PAULINA: It’s his voice. I recognised it as soon as he came in here last night. The way he laughs. Certain phrases he uses.
GERARDO: But that’s not …
PAULINA: It may be a teensy-weensy thing, but it’s enough for me. During all these years not an hour has passed that I haven’t heard it, that same voice, next to me, next to my ear, that voice mixed with saliva, you think I’d forget a voice like his?
Paulina believes Roberto is the doctor who, after she’d been kidnapped and blindfolded, tortured her for months. It was fifteen years ago but Paulina has never recovered or forgotten. That doctor played Schubert’s ‘Death and the Maiden’ while he oversaw her rape and torture and now, when she finds the tape in his car, she finally has a chance for revenge.
One of the things I like most about this disturbing play is the way that Dorfman keeps it ambiguous. You feel for Paulina and Gerardo and even for Roberto, because you’re never sure whether he is innocent and Paulina as deluded as he claims or whether he’s lying to cover up his terrible crimes.
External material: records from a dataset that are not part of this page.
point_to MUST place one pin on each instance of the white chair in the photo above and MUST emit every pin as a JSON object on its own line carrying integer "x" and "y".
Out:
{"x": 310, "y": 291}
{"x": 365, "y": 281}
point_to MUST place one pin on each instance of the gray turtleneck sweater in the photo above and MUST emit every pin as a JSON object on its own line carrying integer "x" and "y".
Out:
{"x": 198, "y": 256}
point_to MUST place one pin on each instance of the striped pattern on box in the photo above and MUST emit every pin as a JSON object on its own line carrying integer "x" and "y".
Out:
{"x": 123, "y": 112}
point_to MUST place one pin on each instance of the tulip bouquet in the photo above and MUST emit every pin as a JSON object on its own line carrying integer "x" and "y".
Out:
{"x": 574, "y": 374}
ROBERTO: I need to know what it is I did, you’ve got to understand that I don’t know what I have to confess. If I were that man, I’d know every – detail, but I don’t know anything, right, so … if I make a mistake, she’ll think I’m – I’ll need your help, you’d have to tell me so I can – invent, invent, based on what you tell me.
In writing Death and the Maiden, Dorfman has beautifully created the anxiety and tension in a society where so many ‘disappeared’ and so many others took the brutal path. How can you possibly recover or trust again when your neighbour could have been a torturer and you’ll never know what happened to your family?
This is riveting, edge-of-your-seat drama made all the more powerful because its fiction is based on the events that shattered a country.